Do you have a rival? A nemesis? Someone that always gets under your skin? A person that elevates your blood pressure when they walk in the room? Rivalries are nothing new. You may remember a few famous ones. How about the Hatfield’s and McCoy’s? Or, Hamilton and Burr? Maybe Tonya Harding and Nancy Kerrigan are more in your era. Perhaps it’s Apple vs Microsoft, or Nike and Adidas?
Think more about rivalries. Are they good, or are they bad? It’s funny, I’ve been taught both. Clearly, rivalries that end in death like Alexander Hamilton or injury like Nancy Kerrigan are horrible. But what about Apple and Microsoft? Common wisdom suggests that rivalries are good things. That this rival person or organization will drive us to greater achievement when we channel the competitive energy.
OK, I see the logic in that. But, there is a problem. Who’s side is God on? I mean, if God is for us – each of us – how does he choose between Alexander Hamilton or Aaron Burr? Who should win?
To answer that question, we need more direction. It is no mistake that 1 John 4 has one major theme: Love. Think about it. What happened when Jesus’ rivals challenged him? How did he respond? He loved them. You remember their response. They hated him more. In turn, he loved them more deeply.
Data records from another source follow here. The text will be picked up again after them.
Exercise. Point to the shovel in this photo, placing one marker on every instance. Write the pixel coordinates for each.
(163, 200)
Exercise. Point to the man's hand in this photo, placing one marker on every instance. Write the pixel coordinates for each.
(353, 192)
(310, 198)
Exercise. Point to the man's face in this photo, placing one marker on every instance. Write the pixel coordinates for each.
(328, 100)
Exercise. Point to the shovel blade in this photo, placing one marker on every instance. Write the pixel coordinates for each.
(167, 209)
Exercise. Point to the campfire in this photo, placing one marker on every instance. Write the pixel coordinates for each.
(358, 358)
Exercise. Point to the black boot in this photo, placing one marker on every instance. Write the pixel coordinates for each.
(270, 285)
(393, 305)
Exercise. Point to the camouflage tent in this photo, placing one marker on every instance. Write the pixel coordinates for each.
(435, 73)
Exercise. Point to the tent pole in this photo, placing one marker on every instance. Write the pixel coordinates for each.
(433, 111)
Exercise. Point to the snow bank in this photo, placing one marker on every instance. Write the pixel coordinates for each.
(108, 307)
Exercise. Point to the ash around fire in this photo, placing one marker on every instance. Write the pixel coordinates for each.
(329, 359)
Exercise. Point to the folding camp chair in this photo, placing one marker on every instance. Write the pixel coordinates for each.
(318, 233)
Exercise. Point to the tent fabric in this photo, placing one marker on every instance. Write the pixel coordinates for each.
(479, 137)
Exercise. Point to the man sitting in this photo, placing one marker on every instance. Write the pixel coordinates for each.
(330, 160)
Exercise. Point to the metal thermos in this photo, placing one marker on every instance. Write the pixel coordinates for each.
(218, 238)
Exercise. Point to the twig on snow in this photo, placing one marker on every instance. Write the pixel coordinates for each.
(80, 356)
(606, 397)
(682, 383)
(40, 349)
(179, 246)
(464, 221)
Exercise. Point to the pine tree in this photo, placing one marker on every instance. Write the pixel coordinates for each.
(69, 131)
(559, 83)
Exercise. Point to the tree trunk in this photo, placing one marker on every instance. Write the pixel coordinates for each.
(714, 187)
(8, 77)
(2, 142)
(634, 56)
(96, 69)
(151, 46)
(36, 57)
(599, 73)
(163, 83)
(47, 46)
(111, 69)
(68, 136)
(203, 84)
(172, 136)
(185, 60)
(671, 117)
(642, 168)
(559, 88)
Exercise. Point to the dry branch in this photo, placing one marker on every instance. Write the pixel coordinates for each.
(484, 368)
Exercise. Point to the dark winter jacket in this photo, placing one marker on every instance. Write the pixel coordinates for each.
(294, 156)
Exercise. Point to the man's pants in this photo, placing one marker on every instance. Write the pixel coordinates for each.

This is the crazy part. Seriously, think about someone who hates you. It makes no sense to love them back. None! Unless, of course, you have the heart of Jesus. You see, Jesus did not love them back for who they are, but for who they might become. He knew that giving his love would open up the possibility – no matter how unlikely – that they would also find love in their hearts. That they would live. For Jesus, that is all that mattered. He loved them so deeply, in fact, that he gave up everything he had – his very life – so that they might live (1 John 4:10).
So, what am I to do with my rivalries? Love them. Unconditionally. Lay down my sword and take up my cross so that they too might live wholly, and holy.